I'm stuck with a problem that apparently is simple.
I need to find $x$ in following equation:
$$ x!=\left(x-1\right)! + 96 $$
How can I solve it?
After some passage I've found:
$$ \left(x-1\right)\left(x-1\right)! = 96 $$
But then I don't know how to continue...
On
First, we can move all the terms containing $x$ to the left side: $x!-(x-1)!=96$
Now, we can write them in expanded form(this is sometimes helpful with problems involving multiple factorials): $(x*(x-1)*(x-2)*(x-3)*...)-((x-1)*(x-2)*(x-3)*(x-4)*...)=96$
Aha! We can factor out a $(x-1)*(x-2)*...$, which is equivalent to a $(x-1)!$ We get: $x(x-1)!-1(x-1)!=96$
So, $(x-1)(x-1)!=96$
From here, we notice two things:
a) $(x-1)!$ is bigger than $(x-1)$ b) $(x-1)!$ has to be less than $96$
This greatly limits our possible choices.
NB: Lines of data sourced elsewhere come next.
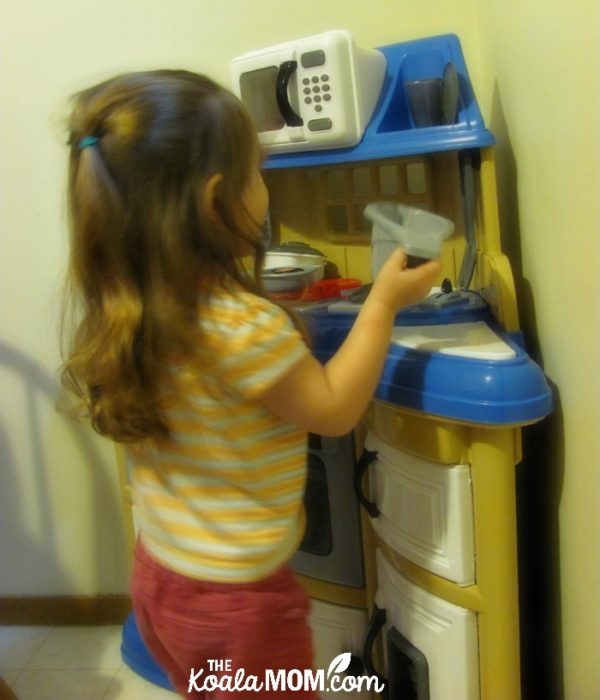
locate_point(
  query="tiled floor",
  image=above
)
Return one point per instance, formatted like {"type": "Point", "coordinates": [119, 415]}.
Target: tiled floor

From here, we can either prime factorize $96$, or notice that $96$ is a multiple of $24$. How does that help? Well, $24=4!$, and $96=4*24$. So that means $96=4*4!$
Now, we know $96=(x-1)*(x-1)!$, so $(x-1)*(x-1)!=4*4!$, so $x-1=4$, so
$\boxed{x=5}$
On
Write $(x-1)(x-1)!$ as $(x-1)^2(x-2)!$
There are only two ways to write $96$ in this form: $2^2 \cdot 4!$ and $4^2 \cdot 3!$ (There is also $1^2 \cdot 96$ but $96$ isn't a factorial).
Inspection shows that $96=4^2\cdot 3!$ gives the solution $x=5$.
Reducing the problem to two possibilities is hardly trial and error.
If you factorize $96=(2^5)(3^1)=(1.2.3.4)\times 4$ you can notice it is already in the form $n!\times n$ for $n=4$ and there is no other way to arrange $2^5\times 3$ to make a product of consecutive numbers appear.
Therefore using your equation we get $x-1=n\iff x=5$
Edit:
For instance let $n=334764638208000=(2^{19})(3^6)(5^3)(7^2)(11)(13)$
We can start by examinining $\dfrac{n}{13!}=(2^9)(3)(5)(7)$
From there, if I try to continue the sequence $\, 1,2,\cdots,13\ $ it is not difficult to figure out that $(14\times 15\times 16)\times 16$ comes next, and the solution is $x=17$.
See this post for instance Inverse of a factorial
$$ n\sim e\exp\left(\operatorname{W}\left(\frac1{e}\log\left(\frac{n!}{\sqrt{2\pi}}\right)\right)\right)-\frac12\tag{1} $$
Notice also that $(x-1)!\le (x-1)(x-1)!\le x!$ therefore $n$ is squeezed between two consecutive factorial.
E.g. for $n=96$ then $\overbrace{4!}^{24} \le 96\le \overbrace{5!}^{120}$ and just need to confirm that $x=5$ is effectively solution.
For large $n$, it suffice then to calculate the above approximation and test just a few cases to find the suitable $x$ (provided $n$ fits the equation).
E.g. $(334764638208000)(!^{-1})\approx 16.978$ and you just need to check which if $x=17$ solves the equation, if not check also $16$ and $18$.